Alle Anstrengungen, die Erwerbsbeteiligung von Frauen zu erhöhen und die Lebensarbeitszeit zu verlängern, sind bedeutsam, werden das Problem zwar mildern, aber nicht lösen können. Der größere Hebel liegt - wie wiederum empirische Studien zeigen in einer gesteuerten Zuwanderung. Das verlangt zunächst, die Folgen der bisherigen politischen Verhinderung der Zuwanderung ehrlich zu analysieren. Die Tatsache, dass der Anteil der Personen ohne Berufsausbildung bei unseren Migranten fast viermal so hoch ist wie bei den gebürtigen Deutschen, benennt das Problem. Kein Land in Europa steht so schlecht da. Dies ist ebenso die Folge der politischen Lebenslüge, wir seien kein Einwanderungsland, und des ideologisch verbrämten Versagens der Integrationspolitik, die den Zuwanderern nichts abverlangen wollte.


Nach dem Scheitern der Green-Card-Idee und dem emotional aufgeladenen Streit über die doppelte Staatsbürgerschaft geschah lange nichts. Vor zwei Jahren wurde immerhin die Gehaltsgrenze, ab der man zuwandern darf, für Hochqualifizierte zur Erteilung einer Niederlassungserlaubnis zwar von rund

86 000 Euro Jahresgehalt auf 66 000 Euro abgesenkt. Das Grundgehalt für einen Professor, das in der Einstiegsstufe W 2 in Berlin 46 700 Euro beträgt, macht freilich deutlich, wie unrealistisch diese Gehaltsgrenze ist. Ein Signal für einwanderungsfreundliche Politik sieht anders aus.
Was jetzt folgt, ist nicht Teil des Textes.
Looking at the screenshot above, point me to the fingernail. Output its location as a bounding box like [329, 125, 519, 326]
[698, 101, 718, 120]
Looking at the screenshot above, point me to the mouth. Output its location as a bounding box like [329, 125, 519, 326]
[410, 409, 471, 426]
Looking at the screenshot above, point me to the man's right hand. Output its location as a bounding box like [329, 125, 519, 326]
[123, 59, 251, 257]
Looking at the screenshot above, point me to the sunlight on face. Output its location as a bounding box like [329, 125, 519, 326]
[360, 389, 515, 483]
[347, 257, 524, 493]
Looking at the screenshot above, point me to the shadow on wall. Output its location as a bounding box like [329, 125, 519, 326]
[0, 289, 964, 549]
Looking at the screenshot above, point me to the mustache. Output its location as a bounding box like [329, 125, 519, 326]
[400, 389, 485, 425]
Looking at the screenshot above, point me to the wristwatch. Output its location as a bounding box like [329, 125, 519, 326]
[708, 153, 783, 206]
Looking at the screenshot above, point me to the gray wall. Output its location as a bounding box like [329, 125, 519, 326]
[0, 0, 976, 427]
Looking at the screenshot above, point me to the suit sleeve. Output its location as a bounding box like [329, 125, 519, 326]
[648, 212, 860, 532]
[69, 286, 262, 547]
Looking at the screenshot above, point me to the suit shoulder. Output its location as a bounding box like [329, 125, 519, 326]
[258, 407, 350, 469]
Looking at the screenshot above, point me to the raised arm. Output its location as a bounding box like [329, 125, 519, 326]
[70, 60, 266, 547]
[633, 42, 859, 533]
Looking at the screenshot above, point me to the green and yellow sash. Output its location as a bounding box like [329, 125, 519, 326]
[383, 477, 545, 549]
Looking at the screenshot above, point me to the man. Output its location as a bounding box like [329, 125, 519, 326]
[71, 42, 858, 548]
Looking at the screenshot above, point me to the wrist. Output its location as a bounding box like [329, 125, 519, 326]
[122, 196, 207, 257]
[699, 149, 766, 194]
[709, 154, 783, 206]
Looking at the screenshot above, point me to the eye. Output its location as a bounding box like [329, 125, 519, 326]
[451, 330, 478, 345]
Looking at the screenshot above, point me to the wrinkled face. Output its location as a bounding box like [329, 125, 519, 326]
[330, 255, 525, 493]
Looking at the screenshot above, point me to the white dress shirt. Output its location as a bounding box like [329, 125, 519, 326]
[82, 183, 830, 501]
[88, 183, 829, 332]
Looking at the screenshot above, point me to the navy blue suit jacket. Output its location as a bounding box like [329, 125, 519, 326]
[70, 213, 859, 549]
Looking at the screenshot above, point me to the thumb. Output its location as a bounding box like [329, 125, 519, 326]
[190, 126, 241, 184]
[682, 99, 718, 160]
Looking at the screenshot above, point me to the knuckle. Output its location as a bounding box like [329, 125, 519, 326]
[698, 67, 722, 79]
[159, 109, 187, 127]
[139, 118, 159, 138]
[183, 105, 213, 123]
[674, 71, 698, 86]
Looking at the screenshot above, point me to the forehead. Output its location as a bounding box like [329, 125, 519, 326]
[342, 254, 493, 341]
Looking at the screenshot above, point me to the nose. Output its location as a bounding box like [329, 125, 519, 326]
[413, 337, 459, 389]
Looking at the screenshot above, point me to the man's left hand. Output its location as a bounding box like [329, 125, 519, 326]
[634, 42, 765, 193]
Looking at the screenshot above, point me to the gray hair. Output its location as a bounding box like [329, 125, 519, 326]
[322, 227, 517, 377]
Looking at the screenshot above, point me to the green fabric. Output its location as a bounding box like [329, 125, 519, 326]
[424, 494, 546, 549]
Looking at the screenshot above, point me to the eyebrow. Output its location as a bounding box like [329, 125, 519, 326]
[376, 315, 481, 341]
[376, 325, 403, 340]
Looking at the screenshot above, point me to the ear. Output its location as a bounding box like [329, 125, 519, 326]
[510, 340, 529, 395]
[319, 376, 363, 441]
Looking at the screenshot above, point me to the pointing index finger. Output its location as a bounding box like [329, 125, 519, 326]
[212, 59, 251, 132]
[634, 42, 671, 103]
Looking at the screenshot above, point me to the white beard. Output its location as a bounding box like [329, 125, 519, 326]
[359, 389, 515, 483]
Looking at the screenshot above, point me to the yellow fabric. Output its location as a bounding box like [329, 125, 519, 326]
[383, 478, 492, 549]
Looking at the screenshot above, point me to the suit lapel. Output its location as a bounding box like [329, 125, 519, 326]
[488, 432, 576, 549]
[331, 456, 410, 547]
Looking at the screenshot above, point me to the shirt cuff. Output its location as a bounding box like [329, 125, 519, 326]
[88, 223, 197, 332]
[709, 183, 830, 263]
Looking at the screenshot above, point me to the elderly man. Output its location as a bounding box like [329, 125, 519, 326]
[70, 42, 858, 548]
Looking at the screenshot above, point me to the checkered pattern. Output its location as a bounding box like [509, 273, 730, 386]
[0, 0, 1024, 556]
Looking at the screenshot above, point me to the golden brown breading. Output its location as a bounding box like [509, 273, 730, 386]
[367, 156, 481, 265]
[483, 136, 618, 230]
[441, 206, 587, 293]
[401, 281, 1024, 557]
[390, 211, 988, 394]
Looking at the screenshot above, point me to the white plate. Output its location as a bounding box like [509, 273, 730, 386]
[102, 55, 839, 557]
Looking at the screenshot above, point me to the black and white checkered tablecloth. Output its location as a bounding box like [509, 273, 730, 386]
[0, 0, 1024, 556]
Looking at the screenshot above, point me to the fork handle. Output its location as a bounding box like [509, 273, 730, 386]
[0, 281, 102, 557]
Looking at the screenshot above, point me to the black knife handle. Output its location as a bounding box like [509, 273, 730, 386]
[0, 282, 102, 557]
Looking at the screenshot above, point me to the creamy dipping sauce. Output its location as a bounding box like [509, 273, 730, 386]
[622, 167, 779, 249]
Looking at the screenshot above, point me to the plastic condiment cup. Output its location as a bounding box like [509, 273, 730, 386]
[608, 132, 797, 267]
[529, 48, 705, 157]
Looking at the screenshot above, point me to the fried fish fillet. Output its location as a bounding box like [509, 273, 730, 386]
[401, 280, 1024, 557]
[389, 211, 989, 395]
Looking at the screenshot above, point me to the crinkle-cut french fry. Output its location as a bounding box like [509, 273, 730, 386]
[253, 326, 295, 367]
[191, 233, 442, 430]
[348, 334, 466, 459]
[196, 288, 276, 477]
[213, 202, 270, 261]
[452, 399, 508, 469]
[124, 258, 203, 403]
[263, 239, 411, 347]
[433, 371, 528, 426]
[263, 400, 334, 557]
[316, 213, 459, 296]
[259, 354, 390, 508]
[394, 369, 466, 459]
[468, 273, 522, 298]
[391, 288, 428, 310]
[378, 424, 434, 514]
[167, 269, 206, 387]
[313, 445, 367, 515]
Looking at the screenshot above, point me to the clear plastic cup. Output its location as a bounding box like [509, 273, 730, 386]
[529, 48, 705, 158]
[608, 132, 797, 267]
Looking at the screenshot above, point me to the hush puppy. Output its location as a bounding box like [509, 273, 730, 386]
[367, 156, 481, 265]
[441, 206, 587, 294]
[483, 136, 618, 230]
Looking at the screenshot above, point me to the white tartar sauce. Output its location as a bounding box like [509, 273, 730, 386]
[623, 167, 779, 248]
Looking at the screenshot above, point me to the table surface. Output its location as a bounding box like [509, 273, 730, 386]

Bisher hat sich unsere politische Klasse nicht zu einer Zuwanderungspolitik durchringen können, die nüchtern nach Kompetenzen und nach ökonomischem Bedarf den Zuzug ermöglicht. Kanada ist hierfür ein leuchtendes Beispiel.


Wer es ernst meint mit einer Belebung der Binnennachfrage, die nicht wie eine Leuchtrakete verglüht, der muss besonders hier ansetzen. Wir brauchen eine auf den Arbeitsmarkt ausgerichtete Zuwanderungspolitik und eine erfolgreiche Integration. Unsere Fußballnationalmannschaft zeigt, was dies bedeuten kann. Machen wir daraus für uns alle eine Erfolgsgeschichte. Die G2O-Beschlüsse bewahren uns vor den Folgen falscher Ratschläge. Die richtige Perspektive müssen wir aber erst noch formulieren.